We need to have a long think about how our environment influences our actions. No one is being deterministic, saying what you hold, watch, or experience is controlling your behavior. But what the latest science shows us is that it nudges us in particular directions. And I can’t help but think, whether through social media, cable news, and on and on, we’ve primed ourselves to have hyper-reactive fear alarms. We’ve trained our brains to see threats everywhere. It’s time to turn down the alarms.

This isn’t all doom and gloom. We have the power to make our environment work with us, to invite positive action, to shade our view of the world in a slightly more positive, or realistic, light. I have tried to follow a few simple rules that seem to be pertinent:

  1. Be wary of any media or outlet that clearly tries to evoke a negative emotion. That doesn’t mean it’s wrong. It just means you should pause and investigate.

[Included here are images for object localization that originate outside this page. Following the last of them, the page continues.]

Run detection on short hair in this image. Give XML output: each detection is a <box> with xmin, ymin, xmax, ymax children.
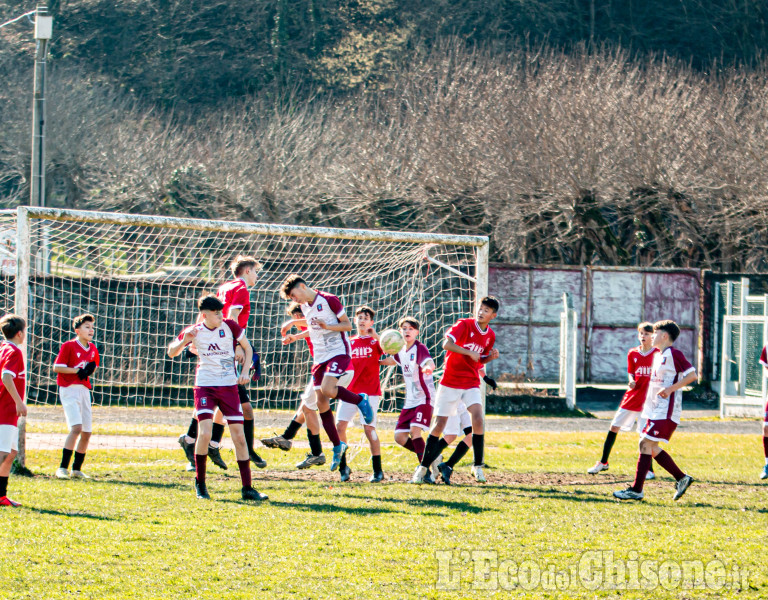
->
<box><xmin>199</xmin><ymin>294</ymin><xmax>225</xmax><ymax>312</ymax></box>
<box><xmin>73</xmin><ymin>313</ymin><xmax>95</xmax><ymax>330</ymax></box>
<box><xmin>0</xmin><ymin>314</ymin><xmax>25</xmax><ymax>340</ymax></box>
<box><xmin>480</xmin><ymin>296</ymin><xmax>500</xmax><ymax>313</ymax></box>
<box><xmin>398</xmin><ymin>316</ymin><xmax>420</xmax><ymax>330</ymax></box>
<box><xmin>286</xmin><ymin>301</ymin><xmax>303</xmax><ymax>316</ymax></box>
<box><xmin>653</xmin><ymin>320</ymin><xmax>680</xmax><ymax>342</ymax></box>
<box><xmin>638</xmin><ymin>322</ymin><xmax>654</xmax><ymax>333</ymax></box>
<box><xmin>280</xmin><ymin>274</ymin><xmax>307</xmax><ymax>300</ymax></box>
<box><xmin>231</xmin><ymin>255</ymin><xmax>262</xmax><ymax>278</ymax></box>
<box><xmin>355</xmin><ymin>306</ymin><xmax>375</xmax><ymax>319</ymax></box>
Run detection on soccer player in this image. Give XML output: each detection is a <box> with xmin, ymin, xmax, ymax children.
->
<box><xmin>380</xmin><ymin>317</ymin><xmax>437</xmax><ymax>480</ymax></box>
<box><xmin>759</xmin><ymin>344</ymin><xmax>768</xmax><ymax>479</ymax></box>
<box><xmin>168</xmin><ymin>294</ymin><xmax>267</xmax><ymax>501</ymax></box>
<box><xmin>412</xmin><ymin>296</ymin><xmax>500</xmax><ymax>484</ymax></box>
<box><xmin>336</xmin><ymin>306</ymin><xmax>384</xmax><ymax>483</ymax></box>
<box><xmin>588</xmin><ymin>323</ymin><xmax>658</xmax><ymax>478</ymax></box>
<box><xmin>179</xmin><ymin>256</ymin><xmax>265</xmax><ymax>471</ymax></box>
<box><xmin>278</xmin><ymin>275</ymin><xmax>374</xmax><ymax>471</ymax></box>
<box><xmin>435</xmin><ymin>400</ymin><xmax>473</xmax><ymax>485</ymax></box>
<box><xmin>53</xmin><ymin>314</ymin><xmax>100</xmax><ymax>480</ymax></box>
<box><xmin>0</xmin><ymin>315</ymin><xmax>27</xmax><ymax>507</ymax></box>
<box><xmin>613</xmin><ymin>320</ymin><xmax>697</xmax><ymax>501</ymax></box>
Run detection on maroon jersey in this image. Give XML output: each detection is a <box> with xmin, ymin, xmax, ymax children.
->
<box><xmin>0</xmin><ymin>341</ymin><xmax>25</xmax><ymax>426</ymax></box>
<box><xmin>348</xmin><ymin>336</ymin><xmax>383</xmax><ymax>396</ymax></box>
<box><xmin>441</xmin><ymin>318</ymin><xmax>495</xmax><ymax>390</ymax></box>
<box><xmin>54</xmin><ymin>339</ymin><xmax>100</xmax><ymax>390</ymax></box>
<box><xmin>217</xmin><ymin>278</ymin><xmax>251</xmax><ymax>329</ymax></box>
<box><xmin>619</xmin><ymin>346</ymin><xmax>659</xmax><ymax>412</ymax></box>
<box><xmin>760</xmin><ymin>345</ymin><xmax>767</xmax><ymax>369</ymax></box>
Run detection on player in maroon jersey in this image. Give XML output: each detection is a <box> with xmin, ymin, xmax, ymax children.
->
<box><xmin>0</xmin><ymin>315</ymin><xmax>27</xmax><ymax>507</ymax></box>
<box><xmin>759</xmin><ymin>345</ymin><xmax>768</xmax><ymax>480</ymax></box>
<box><xmin>588</xmin><ymin>323</ymin><xmax>658</xmax><ymax>477</ymax></box>
<box><xmin>53</xmin><ymin>314</ymin><xmax>100</xmax><ymax>480</ymax></box>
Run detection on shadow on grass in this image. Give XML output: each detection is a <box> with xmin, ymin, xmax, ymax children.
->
<box><xmin>376</xmin><ymin>496</ymin><xmax>494</xmax><ymax>514</ymax></box>
<box><xmin>92</xmin><ymin>478</ymin><xmax>187</xmax><ymax>491</ymax></box>
<box><xmin>219</xmin><ymin>498</ymin><xmax>406</xmax><ymax>515</ymax></box>
<box><xmin>27</xmin><ymin>507</ymin><xmax>115</xmax><ymax>520</ymax></box>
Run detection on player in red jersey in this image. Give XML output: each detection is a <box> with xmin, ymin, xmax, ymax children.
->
<box><xmin>169</xmin><ymin>294</ymin><xmax>267</xmax><ymax>501</ymax></box>
<box><xmin>179</xmin><ymin>256</ymin><xmax>265</xmax><ymax>471</ymax></box>
<box><xmin>758</xmin><ymin>344</ymin><xmax>768</xmax><ymax>480</ymax></box>
<box><xmin>336</xmin><ymin>306</ymin><xmax>384</xmax><ymax>483</ymax></box>
<box><xmin>0</xmin><ymin>315</ymin><xmax>27</xmax><ymax>507</ymax></box>
<box><xmin>53</xmin><ymin>314</ymin><xmax>100</xmax><ymax>480</ymax></box>
<box><xmin>588</xmin><ymin>323</ymin><xmax>658</xmax><ymax>477</ymax></box>
<box><xmin>412</xmin><ymin>296</ymin><xmax>500</xmax><ymax>484</ymax></box>
<box><xmin>614</xmin><ymin>320</ymin><xmax>697</xmax><ymax>501</ymax></box>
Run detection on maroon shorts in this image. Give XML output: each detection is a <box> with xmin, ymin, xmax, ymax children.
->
<box><xmin>312</xmin><ymin>354</ymin><xmax>352</xmax><ymax>388</ymax></box>
<box><xmin>764</xmin><ymin>398</ymin><xmax>768</xmax><ymax>424</ymax></box>
<box><xmin>641</xmin><ymin>418</ymin><xmax>677</xmax><ymax>443</ymax></box>
<box><xmin>194</xmin><ymin>385</ymin><xmax>244</xmax><ymax>422</ymax></box>
<box><xmin>395</xmin><ymin>404</ymin><xmax>433</xmax><ymax>433</ymax></box>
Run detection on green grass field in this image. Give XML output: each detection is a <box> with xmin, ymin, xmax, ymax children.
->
<box><xmin>1</xmin><ymin>431</ymin><xmax>766</xmax><ymax>599</ymax></box>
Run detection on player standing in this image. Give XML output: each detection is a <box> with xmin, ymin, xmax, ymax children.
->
<box><xmin>613</xmin><ymin>320</ymin><xmax>697</xmax><ymax>501</ymax></box>
<box><xmin>0</xmin><ymin>315</ymin><xmax>27</xmax><ymax>507</ymax></box>
<box><xmin>169</xmin><ymin>294</ymin><xmax>267</xmax><ymax>501</ymax></box>
<box><xmin>413</xmin><ymin>297</ymin><xmax>500</xmax><ymax>484</ymax></box>
<box><xmin>435</xmin><ymin>400</ymin><xmax>473</xmax><ymax>485</ymax></box>
<box><xmin>278</xmin><ymin>275</ymin><xmax>374</xmax><ymax>471</ymax></box>
<box><xmin>759</xmin><ymin>344</ymin><xmax>768</xmax><ymax>479</ymax></box>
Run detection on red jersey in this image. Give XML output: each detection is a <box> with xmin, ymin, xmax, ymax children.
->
<box><xmin>619</xmin><ymin>346</ymin><xmax>659</xmax><ymax>411</ymax></box>
<box><xmin>299</xmin><ymin>325</ymin><xmax>314</xmax><ymax>357</ymax></box>
<box><xmin>55</xmin><ymin>339</ymin><xmax>100</xmax><ymax>389</ymax></box>
<box><xmin>0</xmin><ymin>341</ymin><xmax>25</xmax><ymax>426</ymax></box>
<box><xmin>760</xmin><ymin>345</ymin><xmax>768</xmax><ymax>369</ymax></box>
<box><xmin>441</xmin><ymin>318</ymin><xmax>496</xmax><ymax>390</ymax></box>
<box><xmin>348</xmin><ymin>336</ymin><xmax>383</xmax><ymax>396</ymax></box>
<box><xmin>217</xmin><ymin>278</ymin><xmax>251</xmax><ymax>329</ymax></box>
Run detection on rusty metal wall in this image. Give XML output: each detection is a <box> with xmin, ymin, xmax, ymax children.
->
<box><xmin>487</xmin><ymin>265</ymin><xmax>700</xmax><ymax>383</ymax></box>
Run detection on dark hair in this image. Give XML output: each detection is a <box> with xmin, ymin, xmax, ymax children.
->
<box><xmin>398</xmin><ymin>316</ymin><xmax>420</xmax><ymax>330</ymax></box>
<box><xmin>638</xmin><ymin>322</ymin><xmax>654</xmax><ymax>333</ymax></box>
<box><xmin>480</xmin><ymin>296</ymin><xmax>500</xmax><ymax>313</ymax></box>
<box><xmin>0</xmin><ymin>314</ymin><xmax>25</xmax><ymax>340</ymax></box>
<box><xmin>73</xmin><ymin>313</ymin><xmax>95</xmax><ymax>330</ymax></box>
<box><xmin>653</xmin><ymin>320</ymin><xmax>680</xmax><ymax>342</ymax></box>
<box><xmin>286</xmin><ymin>301</ymin><xmax>303</xmax><ymax>316</ymax></box>
<box><xmin>355</xmin><ymin>305</ymin><xmax>375</xmax><ymax>319</ymax></box>
<box><xmin>199</xmin><ymin>294</ymin><xmax>225</xmax><ymax>312</ymax></box>
<box><xmin>231</xmin><ymin>255</ymin><xmax>261</xmax><ymax>278</ymax></box>
<box><xmin>280</xmin><ymin>274</ymin><xmax>307</xmax><ymax>300</ymax></box>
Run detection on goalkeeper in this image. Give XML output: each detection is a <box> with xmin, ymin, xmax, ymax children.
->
<box><xmin>53</xmin><ymin>314</ymin><xmax>100</xmax><ymax>480</ymax></box>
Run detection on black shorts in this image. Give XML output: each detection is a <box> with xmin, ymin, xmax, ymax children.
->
<box><xmin>238</xmin><ymin>384</ymin><xmax>251</xmax><ymax>405</ymax></box>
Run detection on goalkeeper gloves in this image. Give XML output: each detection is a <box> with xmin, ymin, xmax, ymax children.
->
<box><xmin>250</xmin><ymin>352</ymin><xmax>262</xmax><ymax>382</ymax></box>
<box><xmin>77</xmin><ymin>361</ymin><xmax>97</xmax><ymax>380</ymax></box>
<box><xmin>482</xmin><ymin>375</ymin><xmax>498</xmax><ymax>390</ymax></box>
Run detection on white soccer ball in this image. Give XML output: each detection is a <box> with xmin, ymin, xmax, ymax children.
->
<box><xmin>379</xmin><ymin>329</ymin><xmax>405</xmax><ymax>355</ymax></box>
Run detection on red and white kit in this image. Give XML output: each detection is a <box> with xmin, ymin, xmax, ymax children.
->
<box><xmin>435</xmin><ymin>318</ymin><xmax>495</xmax><ymax>418</ymax></box>
<box><xmin>301</xmin><ymin>291</ymin><xmax>352</xmax><ymax>388</ymax></box>
<box><xmin>177</xmin><ymin>319</ymin><xmax>245</xmax><ymax>422</ymax></box>
<box><xmin>761</xmin><ymin>345</ymin><xmax>768</xmax><ymax>425</ymax></box>
<box><xmin>217</xmin><ymin>278</ymin><xmax>251</xmax><ymax>328</ymax></box>
<box><xmin>641</xmin><ymin>347</ymin><xmax>695</xmax><ymax>443</ymax></box>
<box><xmin>338</xmin><ymin>335</ymin><xmax>383</xmax><ymax>426</ymax></box>
<box><xmin>55</xmin><ymin>338</ymin><xmax>100</xmax><ymax>432</ymax></box>
<box><xmin>610</xmin><ymin>346</ymin><xmax>659</xmax><ymax>432</ymax></box>
<box><xmin>394</xmin><ymin>341</ymin><xmax>436</xmax><ymax>433</ymax></box>
<box><xmin>0</xmin><ymin>341</ymin><xmax>25</xmax><ymax>453</ymax></box>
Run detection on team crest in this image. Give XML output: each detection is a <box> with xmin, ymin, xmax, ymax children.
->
<box><xmin>410</xmin><ymin>353</ymin><xmax>415</xmax><ymax>361</ymax></box>
<box><xmin>219</xmin><ymin>330</ymin><xmax>225</xmax><ymax>338</ymax></box>
<box><xmin>201</xmin><ymin>398</ymin><xmax>208</xmax><ymax>406</ymax></box>
<box><xmin>318</xmin><ymin>305</ymin><xmax>323</xmax><ymax>312</ymax></box>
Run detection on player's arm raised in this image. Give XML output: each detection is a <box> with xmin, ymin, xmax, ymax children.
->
<box><xmin>280</xmin><ymin>318</ymin><xmax>308</xmax><ymax>337</ymax></box>
<box><xmin>316</xmin><ymin>313</ymin><xmax>353</xmax><ymax>332</ymax></box>
<box><xmin>168</xmin><ymin>328</ymin><xmax>196</xmax><ymax>358</ymax></box>
<box><xmin>443</xmin><ymin>338</ymin><xmax>481</xmax><ymax>362</ymax></box>
<box><xmin>236</xmin><ymin>334</ymin><xmax>253</xmax><ymax>386</ymax></box>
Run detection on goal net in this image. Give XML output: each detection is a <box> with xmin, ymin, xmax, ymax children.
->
<box><xmin>11</xmin><ymin>207</ymin><xmax>488</xmax><ymax>455</ymax></box>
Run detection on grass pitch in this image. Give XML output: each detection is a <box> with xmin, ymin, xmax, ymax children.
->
<box><xmin>1</xmin><ymin>431</ymin><xmax>766</xmax><ymax>599</ymax></box>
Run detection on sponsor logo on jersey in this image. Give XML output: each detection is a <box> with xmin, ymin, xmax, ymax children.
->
<box><xmin>208</xmin><ymin>343</ymin><xmax>222</xmax><ymax>351</ymax></box>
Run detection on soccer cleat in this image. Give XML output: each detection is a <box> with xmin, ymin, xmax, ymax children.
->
<box><xmin>369</xmin><ymin>471</ymin><xmax>384</xmax><ymax>483</ymax></box>
<box><xmin>423</xmin><ymin>471</ymin><xmax>436</xmax><ymax>485</ymax></box>
<box><xmin>673</xmin><ymin>475</ymin><xmax>694</xmax><ymax>501</ymax></box>
<box><xmin>471</xmin><ymin>465</ymin><xmax>487</xmax><ymax>483</ymax></box>
<box><xmin>330</xmin><ymin>442</ymin><xmax>348</xmax><ymax>472</ymax></box>
<box><xmin>241</xmin><ymin>486</ymin><xmax>268</xmax><ymax>501</ymax></box>
<box><xmin>645</xmin><ymin>470</ymin><xmax>656</xmax><ymax>480</ymax></box>
<box><xmin>587</xmin><ymin>461</ymin><xmax>609</xmax><ymax>475</ymax></box>
<box><xmin>249</xmin><ymin>451</ymin><xmax>267</xmax><ymax>469</ymax></box>
<box><xmin>70</xmin><ymin>470</ymin><xmax>91</xmax><ymax>480</ymax></box>
<box><xmin>438</xmin><ymin>462</ymin><xmax>453</xmax><ymax>485</ymax></box>
<box><xmin>55</xmin><ymin>467</ymin><xmax>70</xmax><ymax>480</ymax></box>
<box><xmin>340</xmin><ymin>465</ymin><xmax>352</xmax><ymax>482</ymax></box>
<box><xmin>207</xmin><ymin>445</ymin><xmax>228</xmax><ymax>470</ymax></box>
<box><xmin>0</xmin><ymin>496</ymin><xmax>21</xmax><ymax>507</ymax></box>
<box><xmin>760</xmin><ymin>464</ymin><xmax>768</xmax><ymax>480</ymax></box>
<box><xmin>195</xmin><ymin>478</ymin><xmax>211</xmax><ymax>500</ymax></box>
<box><xmin>178</xmin><ymin>434</ymin><xmax>196</xmax><ymax>465</ymax></box>
<box><xmin>357</xmin><ymin>393</ymin><xmax>375</xmax><ymax>425</ymax></box>
<box><xmin>186</xmin><ymin>462</ymin><xmax>195</xmax><ymax>472</ymax></box>
<box><xmin>260</xmin><ymin>434</ymin><xmax>292</xmax><ymax>452</ymax></box>
<box><xmin>296</xmin><ymin>453</ymin><xmax>326</xmax><ymax>469</ymax></box>
<box><xmin>613</xmin><ymin>487</ymin><xmax>644</xmax><ymax>500</ymax></box>
<box><xmin>429</xmin><ymin>454</ymin><xmax>443</xmax><ymax>480</ymax></box>
<box><xmin>410</xmin><ymin>465</ymin><xmax>427</xmax><ymax>484</ymax></box>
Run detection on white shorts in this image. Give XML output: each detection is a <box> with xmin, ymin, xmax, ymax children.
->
<box><xmin>0</xmin><ymin>424</ymin><xmax>18</xmax><ymax>453</ymax></box>
<box><xmin>60</xmin><ymin>385</ymin><xmax>93</xmax><ymax>432</ymax></box>
<box><xmin>336</xmin><ymin>395</ymin><xmax>380</xmax><ymax>428</ymax></box>
<box><xmin>610</xmin><ymin>408</ymin><xmax>647</xmax><ymax>433</ymax></box>
<box><xmin>444</xmin><ymin>404</ymin><xmax>472</xmax><ymax>437</ymax></box>
<box><xmin>435</xmin><ymin>385</ymin><xmax>482</xmax><ymax>418</ymax></box>
<box><xmin>302</xmin><ymin>371</ymin><xmax>354</xmax><ymax>411</ymax></box>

  2. When you feel certain or outraged or passionate about something, it’s a sign to pause, not act. It’s at those moments when the cascade of emotions pushing us towards a behavior are most dangerous.
  3. Get offline. Do more real things in the real world with real people.
  4. Have ways to recharge and check out. To turn the dial down; go on a walk without phones. Have a live like it’s 1995 day: meaning you can use your computer to type in word, but not surf the internet; you can call someone on the phone, but no texting or tweeting.
  5. Be deliberate and intentional with the news-like information you consume. The danger isn’t rap music or video games like my parents thought in the 1990s. We know that’s entertainment. The danger is entertainment disguised as information. That applies to cable news, but also much of social media. There’s a difference between being entertained and informed, don’t confuse the two.